How ironic that our national motto is _Satya meva jayete,_
*Problem:* we want entertainment and someone to hate… We don’t love truth, we fear and resent it because it reveals how pathetic we are
Very true, and aptly put. Thank you Alice.
This strategy as well applies to all articles published.
Not entirely. While bias may creep into some published articles, to say the same strategy applies to all of them is unfair. There are still journalists and writers who strive to present facts with integrity. The challenge is not to dismiss everything as manipulated, but to discern carefully between propaganda and genuine reporting.
Absolutely true
Yes indeed Robert, your words strike at the very heart of what has gone wrong with our times. Once upon a time, news was about facts, however bitter they might have been. Today, it has become a spectacle, designed to dazzle, to divide, and to distract rather than to inform. I particularly liked your line that “the louder the noise, the less the truth.” It is painfully true, newsrooms have turned into theatres, with anchors acting more like performers than journalists. The refreshing honesty you describe in small podcasts, YouTube voices, and independent channels is indeed where truth has found refuge. Ultimately, as you rightly say, the choice rests with us; whether to consume the lie dressed in glitter, or to have the courage to listen to truth spoken in a quiet, unvarnished tone.
Interesting debate.
On a humorous note, wouldn’t it be interesting if all these anchors cum actors take a lie-detector test while on air, doing their act? 😃
The “truth or dare to bare trp ratings.”
Those were the days where tuning into Doordarshan and listening to Pratima Puri, Geetanjali
Aiyar, Neethi Ravindran, Gerson D’Cunha and a host of a few more great dignified anchors who gave us the news the way it was, with no more personal biases or opinions, compared to the cacophony and the bombardment by the present day journos, newscaster…. and the horrible debates that follow over some political event, tragedy or whatever. It’s so fortunate that the remotes have a switch off button.
Bob, your thoughts so well expressed, confer with mine too.
Thank you Villiers!
Many news channels have become comedy shows and hate breeding grounds. They are no more news. No ethics.
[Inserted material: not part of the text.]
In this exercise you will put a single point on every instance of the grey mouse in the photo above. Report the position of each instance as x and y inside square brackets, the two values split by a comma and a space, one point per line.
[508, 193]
Exactly William. What a sham!
This piece really resonates with the current state of news media. The comparison between loud, dramatic newsrooms and the calmer, more honest voices of independent creators – like Sujit Nair, Neelu Vyas, Dhruv Rathee, Ravish Kumar, NewsLaundry, Faye D’Souza – is especially striking. It’s so true that today, finding the real facts depends more on our willingness to think critically and step beyond surface-level spectacle. Thank you for reminding us that the search for truth is now personal,:and that while the official voices may get louder, genuine honesty often speaks in a quieter tone.